In a move that sent shivers down the spines of every bureaucrat in Whitehall, the social media behemoth formerly known as Twitter has pledged to accelerate its purge of hate and terror content. The promise, delivered with the solemnity of a man promising to give up gin for Lent (i.e., not very solemn at all), is clearly designed to placate the UK's internet regulators, who have been huffing and puffing ever since the platform's libertarian makeover.
Let's be clear: this is the same company that once considered 'free speech' a higher calling than not getting sued. Now they're tripping over themselves to yank down posts faster than a politician fleeing a scandal. The irony is so thick you could spread it on toast.
The announcement came after a series of closed-door meetings where, one imagines, regulators brandished copies of the Online Safety Bill and threatened to shut down the whole circus. X's compliance team, presumably fueled by cold coffee and existential dread, promised to deploy 'enhanced AI systems' to sniff out hate speech and terrorist propaganda.
But here's the rub: AI is about as good at detecting nuance as a bulldozer is at brain surgery. Remember when Facebook's algorithm banned a photo of a classical painting because it thought Venus de Milo's bare chest was obscene? Yes, that kind of AI is now tasked with saving democracy.
Meanwhile, the 'terror' part of the pledge is particularly rich. Terror groups have moved onto encrypted apps quicker than you can say 'algorithmic amplification.' But sure, let's pretend that policing a few hashtags will stop imaginary extremist boogeymen.

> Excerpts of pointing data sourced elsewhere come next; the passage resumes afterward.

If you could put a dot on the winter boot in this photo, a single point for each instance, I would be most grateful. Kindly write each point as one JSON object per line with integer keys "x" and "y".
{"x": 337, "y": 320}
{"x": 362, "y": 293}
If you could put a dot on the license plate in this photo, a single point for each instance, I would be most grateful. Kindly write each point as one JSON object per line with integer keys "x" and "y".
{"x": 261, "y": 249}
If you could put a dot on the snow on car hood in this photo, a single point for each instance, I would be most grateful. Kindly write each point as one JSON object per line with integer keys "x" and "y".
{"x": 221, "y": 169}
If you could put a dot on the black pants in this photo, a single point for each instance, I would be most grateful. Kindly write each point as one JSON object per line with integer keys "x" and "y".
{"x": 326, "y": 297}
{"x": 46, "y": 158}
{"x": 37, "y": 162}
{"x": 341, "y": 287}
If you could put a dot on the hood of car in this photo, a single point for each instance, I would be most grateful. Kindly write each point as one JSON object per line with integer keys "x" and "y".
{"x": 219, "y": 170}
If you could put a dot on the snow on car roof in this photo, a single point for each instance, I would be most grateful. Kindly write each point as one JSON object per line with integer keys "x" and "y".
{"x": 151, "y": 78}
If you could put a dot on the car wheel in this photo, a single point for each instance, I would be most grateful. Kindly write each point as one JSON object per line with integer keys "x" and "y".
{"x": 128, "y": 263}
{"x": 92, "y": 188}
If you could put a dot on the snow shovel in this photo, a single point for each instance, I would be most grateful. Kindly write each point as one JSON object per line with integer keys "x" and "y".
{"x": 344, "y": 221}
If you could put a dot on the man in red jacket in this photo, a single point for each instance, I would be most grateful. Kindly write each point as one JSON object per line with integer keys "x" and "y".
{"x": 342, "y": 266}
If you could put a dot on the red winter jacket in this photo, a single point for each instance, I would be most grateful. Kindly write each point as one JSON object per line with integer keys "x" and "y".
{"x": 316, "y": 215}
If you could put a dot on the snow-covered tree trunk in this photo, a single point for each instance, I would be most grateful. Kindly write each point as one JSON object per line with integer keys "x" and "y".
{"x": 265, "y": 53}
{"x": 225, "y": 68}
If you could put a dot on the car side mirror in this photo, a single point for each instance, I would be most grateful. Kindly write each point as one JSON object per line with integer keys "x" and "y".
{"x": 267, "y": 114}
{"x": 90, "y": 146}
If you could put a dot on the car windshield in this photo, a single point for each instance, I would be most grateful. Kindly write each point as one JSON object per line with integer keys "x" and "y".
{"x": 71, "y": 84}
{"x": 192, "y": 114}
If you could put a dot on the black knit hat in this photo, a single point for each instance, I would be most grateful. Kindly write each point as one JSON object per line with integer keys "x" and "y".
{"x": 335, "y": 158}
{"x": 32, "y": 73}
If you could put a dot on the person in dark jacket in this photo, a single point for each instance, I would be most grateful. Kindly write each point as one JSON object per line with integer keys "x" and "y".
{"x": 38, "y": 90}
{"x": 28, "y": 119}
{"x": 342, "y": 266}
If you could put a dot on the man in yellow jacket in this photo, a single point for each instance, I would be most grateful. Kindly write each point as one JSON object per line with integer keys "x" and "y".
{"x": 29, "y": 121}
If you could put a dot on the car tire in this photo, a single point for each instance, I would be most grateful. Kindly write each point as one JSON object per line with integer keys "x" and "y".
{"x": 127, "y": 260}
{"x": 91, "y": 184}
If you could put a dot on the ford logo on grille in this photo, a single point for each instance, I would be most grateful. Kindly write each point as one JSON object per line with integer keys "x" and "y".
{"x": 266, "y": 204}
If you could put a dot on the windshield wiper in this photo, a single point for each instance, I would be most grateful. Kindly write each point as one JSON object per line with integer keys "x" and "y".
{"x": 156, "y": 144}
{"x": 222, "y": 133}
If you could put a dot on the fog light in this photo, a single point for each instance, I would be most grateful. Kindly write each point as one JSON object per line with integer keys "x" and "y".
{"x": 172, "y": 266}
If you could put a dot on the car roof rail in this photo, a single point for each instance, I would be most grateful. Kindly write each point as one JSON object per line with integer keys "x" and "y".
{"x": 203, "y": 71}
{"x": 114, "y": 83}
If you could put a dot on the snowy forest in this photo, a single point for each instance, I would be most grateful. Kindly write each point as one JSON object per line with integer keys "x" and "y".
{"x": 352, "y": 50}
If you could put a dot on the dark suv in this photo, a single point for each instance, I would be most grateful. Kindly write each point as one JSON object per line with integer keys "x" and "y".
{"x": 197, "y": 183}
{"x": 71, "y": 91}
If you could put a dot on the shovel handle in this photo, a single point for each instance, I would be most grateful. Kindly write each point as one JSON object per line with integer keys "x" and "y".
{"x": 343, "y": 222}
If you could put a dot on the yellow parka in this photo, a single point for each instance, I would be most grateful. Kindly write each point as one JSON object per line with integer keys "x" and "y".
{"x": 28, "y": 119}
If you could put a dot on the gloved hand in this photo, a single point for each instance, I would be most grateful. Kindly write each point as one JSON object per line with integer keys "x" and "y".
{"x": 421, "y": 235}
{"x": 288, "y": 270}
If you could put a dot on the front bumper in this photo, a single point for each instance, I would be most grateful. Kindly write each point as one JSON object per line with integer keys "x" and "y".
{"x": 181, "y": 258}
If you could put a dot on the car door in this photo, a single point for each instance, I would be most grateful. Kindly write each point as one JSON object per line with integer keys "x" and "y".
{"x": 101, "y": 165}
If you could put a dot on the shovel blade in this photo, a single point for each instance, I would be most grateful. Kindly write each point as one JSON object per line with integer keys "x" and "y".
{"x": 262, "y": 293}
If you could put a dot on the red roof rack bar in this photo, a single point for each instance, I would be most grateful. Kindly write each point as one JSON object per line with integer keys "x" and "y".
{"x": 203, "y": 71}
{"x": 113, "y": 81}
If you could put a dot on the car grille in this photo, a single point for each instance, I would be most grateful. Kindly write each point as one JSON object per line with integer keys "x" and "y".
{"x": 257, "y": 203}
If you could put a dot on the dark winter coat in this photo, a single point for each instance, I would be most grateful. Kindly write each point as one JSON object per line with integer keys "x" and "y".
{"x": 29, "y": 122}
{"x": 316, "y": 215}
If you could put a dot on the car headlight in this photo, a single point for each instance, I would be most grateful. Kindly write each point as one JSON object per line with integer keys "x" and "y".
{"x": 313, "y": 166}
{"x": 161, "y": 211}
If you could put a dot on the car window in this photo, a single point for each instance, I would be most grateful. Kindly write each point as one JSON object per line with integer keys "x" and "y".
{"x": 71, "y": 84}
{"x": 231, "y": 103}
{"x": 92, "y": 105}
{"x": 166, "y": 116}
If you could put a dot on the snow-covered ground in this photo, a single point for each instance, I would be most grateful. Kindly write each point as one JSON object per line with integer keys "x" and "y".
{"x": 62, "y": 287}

One can almost hear the sighs of relief from the Department for Digital, Culture, Media & Sport. They've been waiting for this moment like a child waiting for Christmas morning, except the presents are just less legal liability. The regulators will now pretend that X is a responsible actor, while X will pretend to care about anything other than advertising revenue.
The real tragedy is that this farce distracts from actual solutions. Want to curb hate speech? Perhaps invest in moderation teams that aren't overworked and underpaid. Want to stop terror content? Maybe address the geopolitical grievances that fuel extremism. But no, let's have another algorithm.
So here we are: X pledges to be a good little platform, regulators pat themselves on the back, and the rest of us get to enjoy slightly less visible racism online. Progress? Don't make me laugh. I'd choke on my gin.
The only question left is: when will the next scandal break? Place your bets now. My money's on next Tuesday.